Level 2: In hospital or sleep laboratory, unattended with more than 7 channels.
Level 3: Home sleep study with 4-7 channels.
Level 4: Only few parameters are studied with oximetry as one parameter
Level 1 overnight polysomnography (PSG) which is done in hospital or in sleep laboratory, attended by trained technician is the “Gold standard” for evaluation of sleep-disorders

Treatment of OSAS:

Medical management

1.    Weight reduction- reduction in 10 per cent of body weight decrease AHI by 20 per cent. Weight reduction also helps in decreasing the CPAP pressures.
2.    Avoidance of alcohol, sedatives and nicotine
3.    Sleeping in lateral position decreases the AHI as most of apneas and hypopneas are in supine position
4.    Treatment of nasal obstruction
5.    Sleep hygiene-
•    Go to bed at the same time each night and get up at the same time each morning, including on the weekends
•    Make sure your bedroom is quiet, dark, relaxing, and at a comfortable temperature
•    Remove electronic devices, such as TVs, computers, and smart phones, from the bedroom
•    Avoid large meals, caffeine, and alcohol before bedtime
•    Get some exercise. Being physically active during the day can help you fall asleep more easily at night.

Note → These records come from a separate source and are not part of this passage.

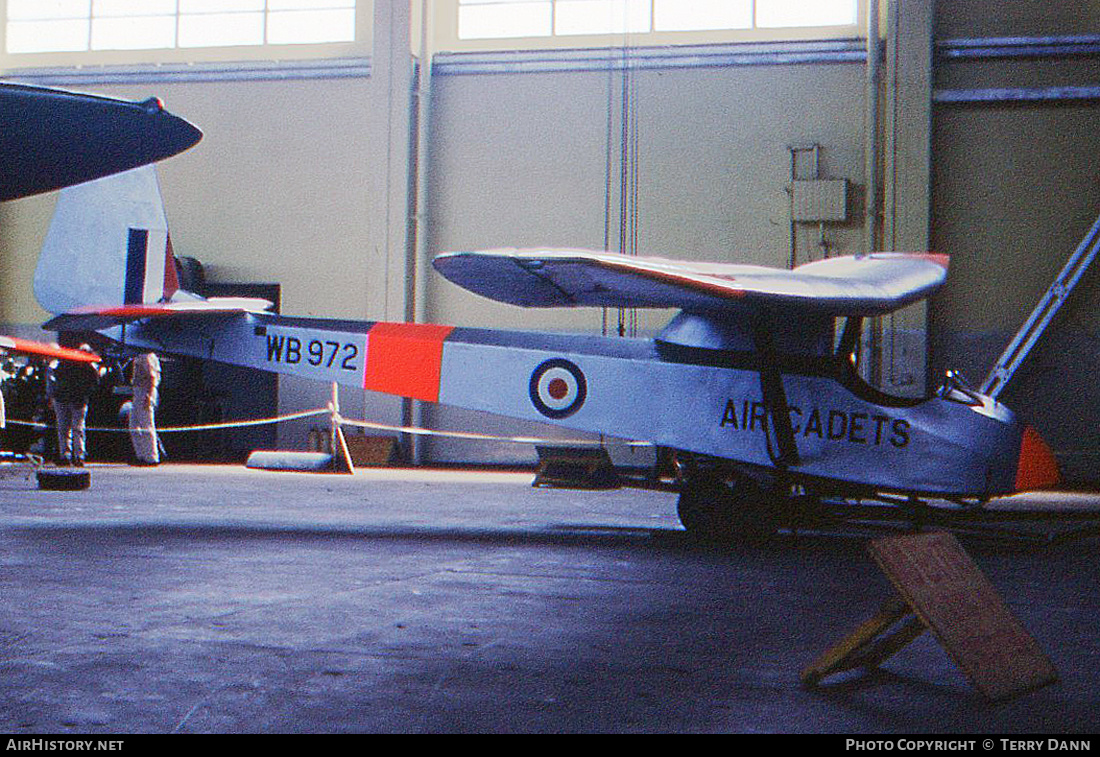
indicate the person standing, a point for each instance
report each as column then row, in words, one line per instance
column 146, row 379
column 70, row 385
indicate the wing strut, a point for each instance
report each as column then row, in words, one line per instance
column 774, row 398
column 1041, row 317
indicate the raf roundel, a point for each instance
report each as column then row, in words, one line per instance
column 558, row 388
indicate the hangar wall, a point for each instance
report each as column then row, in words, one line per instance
column 1015, row 187
column 303, row 183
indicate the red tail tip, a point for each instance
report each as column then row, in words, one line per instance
column 1036, row 468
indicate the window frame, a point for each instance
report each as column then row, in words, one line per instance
column 446, row 35
column 359, row 47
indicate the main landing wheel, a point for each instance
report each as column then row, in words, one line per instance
column 713, row 508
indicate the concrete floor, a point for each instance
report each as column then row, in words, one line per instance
column 218, row 599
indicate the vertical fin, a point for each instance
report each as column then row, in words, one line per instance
column 107, row 244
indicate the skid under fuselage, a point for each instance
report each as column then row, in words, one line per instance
column 707, row 402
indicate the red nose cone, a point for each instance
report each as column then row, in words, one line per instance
column 1037, row 469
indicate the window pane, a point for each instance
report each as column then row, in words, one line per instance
column 219, row 6
column 805, row 12
column 218, row 30
column 40, row 10
column 308, row 4
column 288, row 28
column 47, row 36
column 685, row 15
column 105, row 8
column 601, row 17
column 141, row 32
column 495, row 20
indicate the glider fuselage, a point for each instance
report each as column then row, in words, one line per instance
column 707, row 402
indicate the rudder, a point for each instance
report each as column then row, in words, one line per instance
column 108, row 244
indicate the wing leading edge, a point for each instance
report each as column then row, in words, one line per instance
column 866, row 285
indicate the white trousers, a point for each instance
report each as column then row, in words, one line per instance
column 143, row 430
column 70, row 418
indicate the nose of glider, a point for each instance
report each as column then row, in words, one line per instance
column 1036, row 468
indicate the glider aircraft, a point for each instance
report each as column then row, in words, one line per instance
column 52, row 139
column 747, row 383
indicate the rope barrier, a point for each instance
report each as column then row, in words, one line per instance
column 348, row 421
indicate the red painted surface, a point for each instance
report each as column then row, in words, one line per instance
column 405, row 359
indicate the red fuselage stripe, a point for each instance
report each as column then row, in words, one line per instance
column 405, row 359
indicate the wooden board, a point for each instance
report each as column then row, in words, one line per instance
column 956, row 601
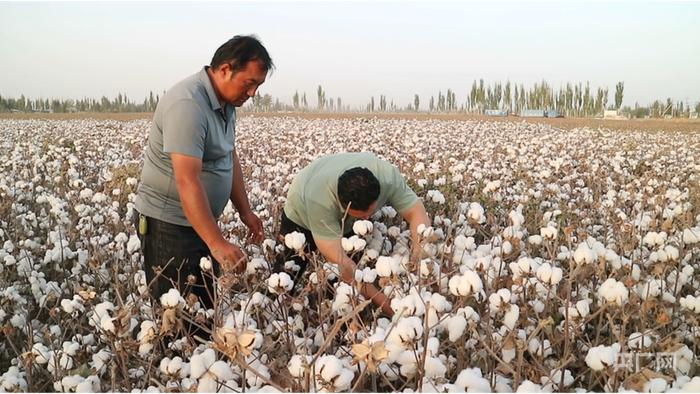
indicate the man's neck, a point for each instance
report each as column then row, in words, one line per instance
column 214, row 84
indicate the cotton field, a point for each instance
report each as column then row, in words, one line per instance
column 558, row 260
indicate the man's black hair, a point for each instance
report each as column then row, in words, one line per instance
column 239, row 51
column 359, row 188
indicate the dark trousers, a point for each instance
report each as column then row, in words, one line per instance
column 177, row 250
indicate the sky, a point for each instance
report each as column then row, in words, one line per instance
column 354, row 50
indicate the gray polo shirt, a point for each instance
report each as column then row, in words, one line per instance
column 188, row 120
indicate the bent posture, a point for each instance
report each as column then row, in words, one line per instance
column 351, row 186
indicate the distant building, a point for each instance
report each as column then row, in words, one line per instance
column 495, row 112
column 532, row 113
column 612, row 114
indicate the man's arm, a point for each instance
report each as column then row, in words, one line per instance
column 239, row 198
column 333, row 251
column 415, row 216
column 195, row 204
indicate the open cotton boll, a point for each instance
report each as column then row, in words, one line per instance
column 171, row 299
column 475, row 213
column 548, row 233
column 510, row 319
column 425, row 231
column 353, row 244
column 362, row 227
column 529, row 387
column 690, row 303
column 200, row 363
column 691, row 235
column 600, row 357
column 470, row 380
column 548, row 274
column 465, row 284
column 205, row 263
column 297, row 365
column 613, row 291
column 280, row 283
column 295, row 240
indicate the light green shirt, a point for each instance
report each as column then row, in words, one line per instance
column 313, row 203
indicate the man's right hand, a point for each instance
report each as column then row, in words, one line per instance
column 230, row 256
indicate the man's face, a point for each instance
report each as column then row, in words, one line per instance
column 237, row 87
column 364, row 215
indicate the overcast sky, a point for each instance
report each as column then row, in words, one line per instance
column 355, row 50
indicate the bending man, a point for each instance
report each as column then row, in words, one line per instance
column 351, row 186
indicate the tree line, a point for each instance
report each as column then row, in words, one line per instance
column 571, row 100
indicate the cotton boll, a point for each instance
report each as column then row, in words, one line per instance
column 205, row 263
column 601, row 357
column 613, row 291
column 455, row 326
column 295, row 240
column 510, row 319
column 548, row 233
column 691, row 235
column 584, row 255
column 362, row 227
column 171, row 299
column 280, row 283
column 470, row 380
column 528, row 387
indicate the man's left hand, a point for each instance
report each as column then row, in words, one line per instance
column 256, row 234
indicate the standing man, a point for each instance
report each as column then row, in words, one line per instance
column 351, row 186
column 191, row 170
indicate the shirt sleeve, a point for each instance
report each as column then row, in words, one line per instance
column 184, row 129
column 399, row 195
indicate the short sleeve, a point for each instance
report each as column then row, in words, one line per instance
column 399, row 195
column 184, row 129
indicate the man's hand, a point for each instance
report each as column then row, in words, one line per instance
column 229, row 256
column 255, row 230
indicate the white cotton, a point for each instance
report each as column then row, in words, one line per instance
column 205, row 263
column 476, row 213
column 613, row 291
column 548, row 233
column 171, row 299
column 425, row 231
column 133, row 245
column 295, row 240
column 691, row 235
column 280, row 283
column 470, row 380
column 465, row 284
column 297, row 365
column 510, row 319
column 584, row 254
column 535, row 239
column 455, row 326
column 528, row 387
column 362, row 227
column 600, row 357
column 690, row 303
column 200, row 363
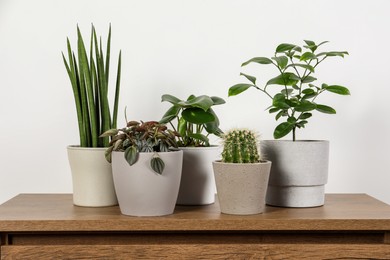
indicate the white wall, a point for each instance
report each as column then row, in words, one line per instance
column 183, row 47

Pharmacotherapy: none of the drugs are approved for treatment of OSA

Positive Airway Pressure therapy: It is the mainstay for treatment of OSA. Positive airway pressure acts as a stent and prevent collapse of upper airways. Compliance is the major issue. It improves the quality of life and decreases complications and mortality. CPAP mode is usually advised, but Bi level PAP or Auto PAP can be given. Bilevel PAP is considered better in obesity hypoventilation syndrome or overlap syndrome

Oral appliances: They are indicated for patients with mild to moderate OSA.  Patients who do not prefer CPAP, or who do not respond to CPAP/BiPAP treatment. Mandibular repositioning/advancing appliance (MRA) and tongue retaining appliances (TRA). Both these appliances help increasing upper airway space thus preventing collapse during sleep.

Surgical management: Surgical management is indicated only if upper airway obstruction is present of BMI is very high. Nasal surgery (correction of anatomical defects), Maxillo-mandibular surgeries which include maxillo-mandibular advancement, genioglossus advancement, distraction osteogenesis and uvulopalatopharyngoplasty (UPPP) for retropalatal obstruction. Bariatric surgery is indicated in patients with BMI ≥ 35kg/m. Gastric bypass is the most successful procedure and gastric banding is the least effective procedure for treating OSA.